AA faz reuniões virtuais
A necessidade de evitar aglomerações não interrompeu as tradicionais reuniões do Alcoólicos Anônimos (AA), que está promovendo encontros virtuais desde o dia 23 de março. O isolamento pode contribuir para que pessoas desenvolvam a dependência e também tenham recaídas. O link está disponível no site da entidade.
"O fechamento dos grupos causaria um impacto grande no monitoramento da recuperação desses membros. Sabemos do risco do isolamento, que acaba sendo um propulsor e uma causa para o alcoolismo. A diretoria administrativa pensou em fomentar as reuniões a distância, que ainda eram muito tímidas. A demanda gerou essa necessidade de desenvolver as salas de reunião", explica Camila Ribeiro de Sene, presidente da junta de serviços gerais de AA do Brasil.

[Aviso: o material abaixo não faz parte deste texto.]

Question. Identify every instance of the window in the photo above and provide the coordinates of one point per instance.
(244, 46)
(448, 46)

Segundo Camila, o AA tem cerca de 5 mil grupos com uma média de dez pessoas cada um. Para que as reuniões continuem, integrantes das mesmas regiões estão sendo agrupados nas salas online. Embora a entidade não faça cadastro dos integrantes, tendo em vista a proposta de anonimato, a estimativa é de que pouco mais da metade dos grupos já esteja realizando os encontros por meio virtual.
"Por incrível que pareça, pessoas estão ingressando na irmandade por causa da ferramenta. Nossa maior preocupação é que a pessoa tenha um espaço para enfrentar dificuldades, encontrar estratégias para se fortalecer e ficar sóbrio."